With a library of tokens and components in place, I developed a set of templates to streamline page creation and ensure consistency across HRSA’s websites. Templates served as blueprints for common page types, combining grids, components, and content structures into reusable patterns.
This approach reduced design and development effort, supported compliance with federal accessibility standards, and enabled teams to deliver content more efficiently while maintaining a cohesive user experience.
Templates define complete pages or sections built from repeatable, user-validated patterns. By codifying these into reusable templates, I provided teams with scalable structures that speed delivery, minimize inconsistency, and ensure cohesion across HRSA’s sites and subdomains. For users, these templates establish familiarity and predictability, building confidence through consistent experiences that align with their expectations.
Library template designed to organize large collections of pages, documents, or resources with keyword search, taxonomy filters, pagination, and ordering options. Available in multiple variations, this template became a foundational pattern, reused across all HRSA websites to support efficient content discovery and consistency.
A central HRSA calendar designed to display upcoming and past events in an intuitive format. It integrates filters, categories, and detail pages, making it easy for users to find opportunities and deadlines. The template syncs with the central calendar while showing only events relevant to each subdomain, avoiding duplication.
An editorial style guide developed with HRSA’s Office of Communications to ensure clarity, consistency, and accessibility across content. It defines standards for voice, tone, grammar, and plain language while aligning with federal writing requirements.

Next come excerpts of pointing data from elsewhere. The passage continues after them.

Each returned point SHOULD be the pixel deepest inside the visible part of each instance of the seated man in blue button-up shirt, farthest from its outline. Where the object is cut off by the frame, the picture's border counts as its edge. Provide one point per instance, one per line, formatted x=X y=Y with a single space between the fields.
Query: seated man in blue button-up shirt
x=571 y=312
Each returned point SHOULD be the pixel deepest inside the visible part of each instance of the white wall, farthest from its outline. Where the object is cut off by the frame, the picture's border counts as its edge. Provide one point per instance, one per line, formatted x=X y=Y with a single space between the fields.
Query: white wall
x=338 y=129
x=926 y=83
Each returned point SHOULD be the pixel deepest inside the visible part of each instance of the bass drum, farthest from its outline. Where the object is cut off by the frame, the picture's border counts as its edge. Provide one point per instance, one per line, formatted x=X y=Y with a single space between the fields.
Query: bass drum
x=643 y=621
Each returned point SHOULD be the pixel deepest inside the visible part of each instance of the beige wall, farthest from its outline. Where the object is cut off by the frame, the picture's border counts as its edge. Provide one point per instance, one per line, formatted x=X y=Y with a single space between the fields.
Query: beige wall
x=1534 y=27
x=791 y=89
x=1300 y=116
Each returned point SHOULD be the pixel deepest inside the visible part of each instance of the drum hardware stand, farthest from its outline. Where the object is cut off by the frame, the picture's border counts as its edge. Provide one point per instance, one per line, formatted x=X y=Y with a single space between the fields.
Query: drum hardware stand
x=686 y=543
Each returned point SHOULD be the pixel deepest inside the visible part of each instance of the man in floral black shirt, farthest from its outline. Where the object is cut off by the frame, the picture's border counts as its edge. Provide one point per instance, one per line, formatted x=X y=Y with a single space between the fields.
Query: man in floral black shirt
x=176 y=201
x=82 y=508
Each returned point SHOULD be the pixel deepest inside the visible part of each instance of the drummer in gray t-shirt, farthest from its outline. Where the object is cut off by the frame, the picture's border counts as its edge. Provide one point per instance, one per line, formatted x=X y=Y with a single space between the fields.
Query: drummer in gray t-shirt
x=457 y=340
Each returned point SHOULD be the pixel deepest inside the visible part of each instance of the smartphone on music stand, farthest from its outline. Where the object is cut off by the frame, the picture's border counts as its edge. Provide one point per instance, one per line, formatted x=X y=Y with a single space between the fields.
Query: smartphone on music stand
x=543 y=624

The guide helps content creators maintain a unified style across HRSA websites and subdomains, supporting a predictable and user-friendly experience.
The editorial style guide sets clear rules for acronyms, numbers, titles, lists, file names, and links to keep HRSA content consistent and predictable. It also governs meta descriptions, contact details, and directional language, strengthening accessibility and search. Aligned with the design system, these standards ensure content and components work together for a seamless user experience across all HRSA sites.
The new design system website serves as both a guide and a model.
Every element, from typography to navigation, reflects the standards it sets, showing teams what compliance and usability look like in practice. By following all guidelines to the letter, the site not only delivers clarity and accessibility but also builds confidence in applying the system consistently. The new design brings these principles to life, providing a trusted, living example of HRSA’s design language in action.